Ab kommender Saison gibt's im Stadion Mehrwegbecher

16.3.2018, 05:52 Uhr
Ein Becherhaufen vor dem Eingang zur Nordkurve nach dem vergangenen Derby gegen Fürth: Die Stadt Nürnberg hat nun entschieden, dass Getränke im Stadion nur noch auch Mehrwegbechern ausgeschenkt werden dürfen.

© Alexander Pfaehler Ein Becherhaufen vor dem Eingang zur Nordkurve nach dem vergangenen Derby gegen Fürth: Die Stadt Nürnberg hat nun entschieden, dass Getränke im Stadion nur noch auch Mehrwegbechern ausgeschenkt werden dürfen.

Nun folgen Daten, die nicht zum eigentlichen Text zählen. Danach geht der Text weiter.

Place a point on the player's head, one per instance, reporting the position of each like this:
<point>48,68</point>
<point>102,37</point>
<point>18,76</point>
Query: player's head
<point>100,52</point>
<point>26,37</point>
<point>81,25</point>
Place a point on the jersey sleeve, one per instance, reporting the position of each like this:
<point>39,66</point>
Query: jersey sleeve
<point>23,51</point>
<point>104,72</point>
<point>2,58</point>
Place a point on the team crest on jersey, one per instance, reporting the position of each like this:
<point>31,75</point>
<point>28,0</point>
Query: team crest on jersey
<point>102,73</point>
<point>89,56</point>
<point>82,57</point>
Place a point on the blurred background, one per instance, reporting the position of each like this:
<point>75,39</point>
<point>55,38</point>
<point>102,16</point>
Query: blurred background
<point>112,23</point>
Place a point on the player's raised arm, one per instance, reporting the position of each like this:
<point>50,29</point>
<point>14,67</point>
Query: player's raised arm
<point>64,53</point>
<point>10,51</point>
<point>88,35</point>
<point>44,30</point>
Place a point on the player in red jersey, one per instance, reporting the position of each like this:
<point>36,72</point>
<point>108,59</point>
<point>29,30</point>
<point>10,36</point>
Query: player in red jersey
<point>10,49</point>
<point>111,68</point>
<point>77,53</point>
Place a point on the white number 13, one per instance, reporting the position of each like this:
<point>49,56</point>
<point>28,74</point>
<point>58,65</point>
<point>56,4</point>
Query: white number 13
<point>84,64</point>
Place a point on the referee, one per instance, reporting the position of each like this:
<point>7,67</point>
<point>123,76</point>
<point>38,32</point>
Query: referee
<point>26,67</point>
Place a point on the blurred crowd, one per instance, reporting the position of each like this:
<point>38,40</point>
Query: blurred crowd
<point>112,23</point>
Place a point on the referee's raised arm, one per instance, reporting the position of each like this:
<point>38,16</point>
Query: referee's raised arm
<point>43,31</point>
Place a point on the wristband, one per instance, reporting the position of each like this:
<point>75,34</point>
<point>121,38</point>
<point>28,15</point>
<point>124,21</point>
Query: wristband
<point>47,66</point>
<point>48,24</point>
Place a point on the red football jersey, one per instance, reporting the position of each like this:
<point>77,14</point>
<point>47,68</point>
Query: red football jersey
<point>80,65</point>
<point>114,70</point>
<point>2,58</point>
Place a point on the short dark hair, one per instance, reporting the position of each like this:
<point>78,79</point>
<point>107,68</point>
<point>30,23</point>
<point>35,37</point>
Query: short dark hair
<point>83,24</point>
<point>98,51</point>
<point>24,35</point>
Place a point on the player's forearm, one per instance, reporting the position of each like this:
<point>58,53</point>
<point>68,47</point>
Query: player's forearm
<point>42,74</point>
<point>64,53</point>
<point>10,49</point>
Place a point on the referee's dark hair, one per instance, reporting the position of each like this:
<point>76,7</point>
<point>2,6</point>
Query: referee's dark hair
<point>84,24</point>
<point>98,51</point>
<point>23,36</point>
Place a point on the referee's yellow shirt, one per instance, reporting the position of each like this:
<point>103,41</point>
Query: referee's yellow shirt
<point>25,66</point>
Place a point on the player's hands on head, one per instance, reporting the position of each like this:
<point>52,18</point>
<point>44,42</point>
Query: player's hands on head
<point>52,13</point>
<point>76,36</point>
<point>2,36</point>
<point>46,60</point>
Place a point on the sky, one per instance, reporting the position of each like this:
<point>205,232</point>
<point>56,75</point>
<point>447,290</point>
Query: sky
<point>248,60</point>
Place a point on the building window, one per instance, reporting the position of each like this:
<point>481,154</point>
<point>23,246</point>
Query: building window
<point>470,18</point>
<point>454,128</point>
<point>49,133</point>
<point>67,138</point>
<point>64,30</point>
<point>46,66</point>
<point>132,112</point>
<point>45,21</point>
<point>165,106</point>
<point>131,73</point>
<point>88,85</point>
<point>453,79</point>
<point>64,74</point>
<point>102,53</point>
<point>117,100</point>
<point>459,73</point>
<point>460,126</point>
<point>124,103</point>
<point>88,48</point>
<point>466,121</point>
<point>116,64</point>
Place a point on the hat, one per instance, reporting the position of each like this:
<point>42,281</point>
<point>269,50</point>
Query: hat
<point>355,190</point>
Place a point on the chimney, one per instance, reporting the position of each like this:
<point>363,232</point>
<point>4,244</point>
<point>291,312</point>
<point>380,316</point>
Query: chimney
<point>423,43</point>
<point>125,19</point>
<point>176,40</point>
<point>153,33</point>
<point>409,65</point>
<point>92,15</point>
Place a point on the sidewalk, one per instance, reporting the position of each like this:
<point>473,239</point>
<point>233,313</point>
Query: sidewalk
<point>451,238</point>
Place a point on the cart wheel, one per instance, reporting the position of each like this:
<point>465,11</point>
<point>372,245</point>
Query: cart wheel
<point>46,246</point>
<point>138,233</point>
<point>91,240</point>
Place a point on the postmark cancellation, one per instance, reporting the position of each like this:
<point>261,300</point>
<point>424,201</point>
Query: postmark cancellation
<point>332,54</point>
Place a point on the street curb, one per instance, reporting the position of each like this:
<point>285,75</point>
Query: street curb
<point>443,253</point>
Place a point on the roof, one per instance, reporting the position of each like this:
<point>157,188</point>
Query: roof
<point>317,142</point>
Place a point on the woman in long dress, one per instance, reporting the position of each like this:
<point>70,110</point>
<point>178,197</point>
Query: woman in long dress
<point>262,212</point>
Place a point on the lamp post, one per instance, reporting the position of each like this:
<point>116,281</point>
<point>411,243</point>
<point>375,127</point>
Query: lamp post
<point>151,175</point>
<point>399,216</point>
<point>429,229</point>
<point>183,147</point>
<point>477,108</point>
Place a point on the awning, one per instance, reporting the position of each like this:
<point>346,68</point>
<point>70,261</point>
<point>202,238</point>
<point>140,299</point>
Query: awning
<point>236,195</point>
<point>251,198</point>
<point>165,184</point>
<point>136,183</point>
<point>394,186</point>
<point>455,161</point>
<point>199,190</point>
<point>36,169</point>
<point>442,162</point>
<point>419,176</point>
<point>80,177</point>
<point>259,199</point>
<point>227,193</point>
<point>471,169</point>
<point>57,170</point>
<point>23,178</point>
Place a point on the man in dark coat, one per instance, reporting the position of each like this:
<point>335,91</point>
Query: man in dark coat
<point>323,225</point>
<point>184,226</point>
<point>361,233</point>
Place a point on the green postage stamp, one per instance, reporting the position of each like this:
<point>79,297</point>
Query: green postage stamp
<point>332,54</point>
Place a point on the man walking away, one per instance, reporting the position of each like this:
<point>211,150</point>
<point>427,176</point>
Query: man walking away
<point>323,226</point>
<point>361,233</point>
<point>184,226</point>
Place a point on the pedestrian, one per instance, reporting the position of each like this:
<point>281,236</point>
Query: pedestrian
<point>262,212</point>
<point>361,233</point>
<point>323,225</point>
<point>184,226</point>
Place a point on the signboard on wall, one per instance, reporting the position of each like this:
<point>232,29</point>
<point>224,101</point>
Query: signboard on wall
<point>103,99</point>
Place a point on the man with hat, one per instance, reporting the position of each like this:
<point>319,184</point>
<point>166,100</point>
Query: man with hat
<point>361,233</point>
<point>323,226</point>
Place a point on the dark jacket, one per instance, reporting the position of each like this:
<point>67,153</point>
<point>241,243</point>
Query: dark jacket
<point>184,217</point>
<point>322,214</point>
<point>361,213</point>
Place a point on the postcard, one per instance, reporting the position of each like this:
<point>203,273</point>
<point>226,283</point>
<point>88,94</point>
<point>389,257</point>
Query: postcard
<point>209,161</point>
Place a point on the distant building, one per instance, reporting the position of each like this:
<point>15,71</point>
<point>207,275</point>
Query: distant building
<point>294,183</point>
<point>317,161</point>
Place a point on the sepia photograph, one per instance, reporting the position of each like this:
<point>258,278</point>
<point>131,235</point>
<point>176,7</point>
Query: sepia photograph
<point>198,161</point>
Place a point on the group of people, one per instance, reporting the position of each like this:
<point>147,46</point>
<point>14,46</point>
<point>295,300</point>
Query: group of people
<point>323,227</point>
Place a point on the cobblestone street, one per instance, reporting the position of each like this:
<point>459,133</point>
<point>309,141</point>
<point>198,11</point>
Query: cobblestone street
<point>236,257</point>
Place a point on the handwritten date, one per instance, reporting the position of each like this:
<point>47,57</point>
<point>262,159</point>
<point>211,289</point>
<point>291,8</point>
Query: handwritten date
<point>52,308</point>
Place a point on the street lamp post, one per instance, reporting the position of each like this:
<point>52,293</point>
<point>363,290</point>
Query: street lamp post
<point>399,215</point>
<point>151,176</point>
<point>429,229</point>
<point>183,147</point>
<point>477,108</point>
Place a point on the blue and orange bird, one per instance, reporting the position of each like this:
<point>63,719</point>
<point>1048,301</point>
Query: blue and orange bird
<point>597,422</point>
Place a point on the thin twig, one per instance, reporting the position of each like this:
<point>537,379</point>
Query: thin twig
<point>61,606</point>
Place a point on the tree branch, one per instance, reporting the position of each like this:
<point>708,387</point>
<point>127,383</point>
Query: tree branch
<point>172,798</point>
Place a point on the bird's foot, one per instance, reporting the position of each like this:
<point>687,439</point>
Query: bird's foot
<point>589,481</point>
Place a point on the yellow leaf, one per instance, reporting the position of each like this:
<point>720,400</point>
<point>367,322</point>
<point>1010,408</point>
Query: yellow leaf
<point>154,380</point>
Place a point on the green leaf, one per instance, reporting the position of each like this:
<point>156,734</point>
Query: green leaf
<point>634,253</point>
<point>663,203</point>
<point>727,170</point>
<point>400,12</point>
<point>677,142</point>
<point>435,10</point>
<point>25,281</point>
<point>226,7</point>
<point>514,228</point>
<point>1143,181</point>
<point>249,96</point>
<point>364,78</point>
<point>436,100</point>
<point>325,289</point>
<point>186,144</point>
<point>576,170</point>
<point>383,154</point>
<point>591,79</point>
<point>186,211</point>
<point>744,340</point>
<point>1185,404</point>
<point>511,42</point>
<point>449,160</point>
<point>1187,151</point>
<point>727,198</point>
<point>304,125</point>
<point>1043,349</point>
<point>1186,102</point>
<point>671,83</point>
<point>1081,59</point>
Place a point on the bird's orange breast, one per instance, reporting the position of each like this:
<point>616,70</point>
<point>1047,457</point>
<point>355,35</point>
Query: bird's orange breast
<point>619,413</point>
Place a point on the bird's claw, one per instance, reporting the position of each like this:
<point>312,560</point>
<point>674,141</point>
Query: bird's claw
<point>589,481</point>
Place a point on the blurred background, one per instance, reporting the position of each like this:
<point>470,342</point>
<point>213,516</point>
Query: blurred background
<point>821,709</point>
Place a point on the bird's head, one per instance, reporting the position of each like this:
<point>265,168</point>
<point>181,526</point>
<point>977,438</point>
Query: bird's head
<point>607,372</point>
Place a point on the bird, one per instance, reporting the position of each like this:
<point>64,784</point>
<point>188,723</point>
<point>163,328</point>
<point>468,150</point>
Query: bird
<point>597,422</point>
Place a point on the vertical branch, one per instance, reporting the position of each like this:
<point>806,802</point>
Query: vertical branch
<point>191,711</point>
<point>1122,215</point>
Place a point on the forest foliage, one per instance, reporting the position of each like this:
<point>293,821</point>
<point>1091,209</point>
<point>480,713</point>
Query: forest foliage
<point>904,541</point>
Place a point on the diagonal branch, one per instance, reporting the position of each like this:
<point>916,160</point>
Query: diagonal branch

Als Club-Fan und somit Tabellenzweiter hat Christian Vogel zurzeit, trotz zweier Niederlagen in Folge, meistens gute Laune, wenn er an Fußball denkt. Die vergeht ihm nur, wenn er nach Heimspielen des 1. FC Nürnberg zwischen die Sitzreihen in die Fanblöcke schaut. Denn dort, wo kurz zuvor noch ein Fahnenmeer wogte, ist ein Meer aus Plastik geblieben. Durch Tausende leere Einwegbecher.

Und nicht nur im Stadion stört Nürnbergs Bürgermeister - und in dieser Funktion Stadion-Chef - dieses Bild, sondern auch auf dem Max-Morlock-Platz vor dem Stadion oder zwischen den Eingängen zur Nordkurve und Haupttribüne und der gegenüberliegenden Arena. Überall: Plastik.

Seit Jahren ist dieses Bild Christian Vogel ein Dorn im Auge, mindestens so lange kämpft er dagegen an – und nun auch mit Erfolg. Denn ab der kommenden Saison wird im Max-Morlock-Stadion nur noch aus Mehrwegbehältern ausgeschenkt. Wie früher übrigens. Und das gilt künftig nicht nur für Heimspiele des 1. FC Nürnberg und alle anderen Fußballspiele, sondern auch für Konzerte und weitere Veranstaltungen.

Die Stadt Nürnberg geht damit als gutes Beispiel voran. Der Trend nämlich zeigt eher in die andere Richtung. Waren es 2010 noch zehn Zweitligisten, die auf Mehrweg setzten, sind es heute nur noch sieben, die aus mehrfach verwendbaren Behältern ausschenken. In der Bundesliga sind es heute acht statt elf. Einweg nutzen dabei mit Bayern München, Borussia Dortmund und dem FC Schalke 04 auch die drei Mannschaften, die aktuell die Zuschauertabelle (mit zusammen im Moment 2,75 Millionen Fans) anführen.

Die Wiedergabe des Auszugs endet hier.